The nation’s first local referendum initiated by a non-political group suffered a defeat yesterday with a low turnout.
The referendum, proposed by the Kaohsiung Teachers’ Association (KTA) to downsize classes in the city’s elementary and junior high schools, garnered 56,375 affirmative votes and 5,432 negative votes out of the 62,068 voters participating in the referendum.
A total of 1,159,368 voters in Kaohsiung were eligible to vote on the referendum.
The KTA referendum stated: “A considerable decrease in the size of classrooms will have a positive effect on students’ learning. The maximum number of students in a first, third and fifth grade class in the city’s elementary schools and the maximum number of new students in a junior high school class should be 31 pupils in the last school year. The number should decrease by two students every school year until the maximum class size reaches 25 students in the 2010 school year.”

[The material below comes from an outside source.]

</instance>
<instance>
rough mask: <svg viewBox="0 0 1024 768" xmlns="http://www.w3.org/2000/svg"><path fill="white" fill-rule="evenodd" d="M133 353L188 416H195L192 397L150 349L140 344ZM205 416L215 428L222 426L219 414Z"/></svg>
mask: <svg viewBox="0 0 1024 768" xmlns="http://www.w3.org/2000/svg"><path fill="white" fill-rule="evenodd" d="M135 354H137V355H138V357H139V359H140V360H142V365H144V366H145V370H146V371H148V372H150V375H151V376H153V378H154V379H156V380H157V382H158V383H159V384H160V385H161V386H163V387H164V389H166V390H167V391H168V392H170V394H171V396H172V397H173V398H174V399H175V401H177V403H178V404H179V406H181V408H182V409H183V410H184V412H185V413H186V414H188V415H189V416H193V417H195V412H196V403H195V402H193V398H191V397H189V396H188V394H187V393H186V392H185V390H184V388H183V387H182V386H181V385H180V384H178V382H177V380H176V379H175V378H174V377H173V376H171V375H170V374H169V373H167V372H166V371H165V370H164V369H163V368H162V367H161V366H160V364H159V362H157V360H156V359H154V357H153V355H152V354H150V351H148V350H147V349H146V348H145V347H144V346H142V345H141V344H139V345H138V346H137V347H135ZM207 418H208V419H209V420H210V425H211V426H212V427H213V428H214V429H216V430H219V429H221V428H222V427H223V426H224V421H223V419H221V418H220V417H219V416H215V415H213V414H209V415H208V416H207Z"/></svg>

The official turnout of the KTA referendum, the Kaohsiung City Election Commission said, was 5.35 percent — far lower than the 50 percent turnout threshold stipulated in the Referendum Law (公投法).
The Referendum Law states that two thresholds need to be attained for a referendum to be valid. First, more than 50 percent of the city’s eligible voters need to cast a referendum ballot, and second, of the valid votes, 50 percent of the voters need to respond in the affirmative for the referendum to be passed.
None of the six national referendums held in the nation prior to the KTA’s referendum has managed to attain the 50 percent threshold, but their turnouts all exceeded 26 percent. The previous six referendums were all proposed by political parties. The KTA’s proposal was the first referendum in the nation initiated by a non-political group regarding a non-political issue.
The KTA launched its campaign in early 2006 and passed the first signature threshold — 0.5 percent of the city’s eligible voters — by gathering 5,646 signatures on Oct. 12 last year. The association later passed the second-stage signature drive — 5 percent of the city’s eligible voters — by submitting 57,472 signatures to the Kaohsiung City Election Commission on May 21 this year.
Kaohsiung resident Chiang Chun-ming (蔣俊明) claimed the city government failed to promote yesterday’s vote.
“This was a pity,” he said.
Hung Ya-fen (洪雅芬), a mother of one, said she did not know of the referendum until her neighbor informed her. She voted against the referendum, saying she was concerned about wasting government money on more school buildings to accommodate the extra classes if the proposal were to pass.
Kuo Shih-fu (郭石福), 71, on the other hand, thought the government would be able to solve “wandering teachers” difficulty in seeking a teaching job if the referendum were passed.
“No matter what the outcome is, we will continue to push this agenda,” KTA chairman Yu Chu-cheng (于居正) said, adding that although very little public discussion of the proposal took place during the KTA’s promotion of the referendum, a number of Kaohsiung residents had begun to take an interest in the city’s education system.